Après le succès des combattants kurdes et arabes qui ont libéré Mindjeb de l'EI, cette coalition a annoncé vouloir avancer pour relier leurs deux autres « cantons » dans le nord de la Syrie, Kobane et Afrine.

Mais le président turc Recep Tayyip Erdogan a prévenu vendredi que la Turquie ne permettrait pas au groupe de créer un « couloir terroriste ».

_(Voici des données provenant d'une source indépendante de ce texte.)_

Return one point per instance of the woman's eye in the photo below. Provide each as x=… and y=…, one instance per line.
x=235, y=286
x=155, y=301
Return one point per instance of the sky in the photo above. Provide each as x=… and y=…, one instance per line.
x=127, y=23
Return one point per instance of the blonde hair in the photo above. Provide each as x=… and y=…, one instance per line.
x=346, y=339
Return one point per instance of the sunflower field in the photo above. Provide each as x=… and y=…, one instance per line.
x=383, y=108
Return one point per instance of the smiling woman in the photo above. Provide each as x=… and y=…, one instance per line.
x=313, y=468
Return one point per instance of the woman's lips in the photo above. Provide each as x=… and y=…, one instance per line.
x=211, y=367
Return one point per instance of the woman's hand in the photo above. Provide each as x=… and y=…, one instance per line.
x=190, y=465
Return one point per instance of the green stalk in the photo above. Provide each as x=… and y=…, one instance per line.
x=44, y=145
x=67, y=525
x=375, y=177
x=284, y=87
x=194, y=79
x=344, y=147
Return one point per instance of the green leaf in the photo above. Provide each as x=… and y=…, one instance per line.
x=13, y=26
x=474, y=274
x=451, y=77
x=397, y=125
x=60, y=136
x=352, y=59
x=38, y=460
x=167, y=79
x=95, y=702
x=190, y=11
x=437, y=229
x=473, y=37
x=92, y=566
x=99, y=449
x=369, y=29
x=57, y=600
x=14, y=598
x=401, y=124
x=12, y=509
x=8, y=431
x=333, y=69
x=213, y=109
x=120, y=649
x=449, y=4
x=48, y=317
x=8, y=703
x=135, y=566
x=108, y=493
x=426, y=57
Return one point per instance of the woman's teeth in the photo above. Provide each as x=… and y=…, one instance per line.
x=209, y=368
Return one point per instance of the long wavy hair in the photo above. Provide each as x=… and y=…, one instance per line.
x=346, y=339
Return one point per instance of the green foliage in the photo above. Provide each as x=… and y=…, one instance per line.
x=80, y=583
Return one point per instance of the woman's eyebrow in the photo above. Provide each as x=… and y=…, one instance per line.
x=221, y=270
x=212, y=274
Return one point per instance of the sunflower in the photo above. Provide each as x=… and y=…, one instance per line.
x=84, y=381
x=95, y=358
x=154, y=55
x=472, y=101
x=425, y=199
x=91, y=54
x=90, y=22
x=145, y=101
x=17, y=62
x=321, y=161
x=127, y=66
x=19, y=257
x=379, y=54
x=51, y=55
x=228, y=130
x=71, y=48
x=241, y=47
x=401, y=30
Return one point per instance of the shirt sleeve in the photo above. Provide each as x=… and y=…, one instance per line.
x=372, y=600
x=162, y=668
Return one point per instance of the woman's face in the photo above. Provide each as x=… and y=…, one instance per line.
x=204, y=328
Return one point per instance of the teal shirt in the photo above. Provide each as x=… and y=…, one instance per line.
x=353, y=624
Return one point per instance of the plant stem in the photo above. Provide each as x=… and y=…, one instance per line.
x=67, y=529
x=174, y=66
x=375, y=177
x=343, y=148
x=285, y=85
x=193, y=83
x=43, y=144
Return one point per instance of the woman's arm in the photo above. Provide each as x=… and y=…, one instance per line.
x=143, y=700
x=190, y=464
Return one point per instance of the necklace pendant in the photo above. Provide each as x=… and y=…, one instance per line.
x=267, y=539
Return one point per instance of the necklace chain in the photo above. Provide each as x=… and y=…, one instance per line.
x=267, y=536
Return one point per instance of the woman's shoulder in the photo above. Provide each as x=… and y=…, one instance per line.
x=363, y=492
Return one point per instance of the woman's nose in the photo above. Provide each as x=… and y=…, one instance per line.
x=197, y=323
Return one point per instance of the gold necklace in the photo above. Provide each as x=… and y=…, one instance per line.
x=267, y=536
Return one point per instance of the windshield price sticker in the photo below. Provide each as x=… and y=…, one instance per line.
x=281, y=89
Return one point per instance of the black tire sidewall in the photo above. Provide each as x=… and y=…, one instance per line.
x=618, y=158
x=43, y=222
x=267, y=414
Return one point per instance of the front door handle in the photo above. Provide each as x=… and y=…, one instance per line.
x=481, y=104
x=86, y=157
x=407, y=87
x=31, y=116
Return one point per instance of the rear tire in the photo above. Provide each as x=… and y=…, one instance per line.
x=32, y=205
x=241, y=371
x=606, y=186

Ankara, en conflit avec le PKK sur son propre territoire, veut empêcher les Kurdes syriens de former une zone autonome continue le long de sa frontière avec la Syrie voisine, exigeant notamment qu'ils se retirent plus à l'est.

Vendredi, le président Erdogan a assuré que les combattants kurdes syriens ne s'étaient pas retirés à l'est de l'Euphrate, réfutant les déclarations des États-Unis selon lesquelles les YPG avaient traversé le fleuve.

Ces affrontements inquiètent Washington, allié de la Turquie et des milices kurdes qu'ils considèrent comme un allié efficace contre les djihadistes.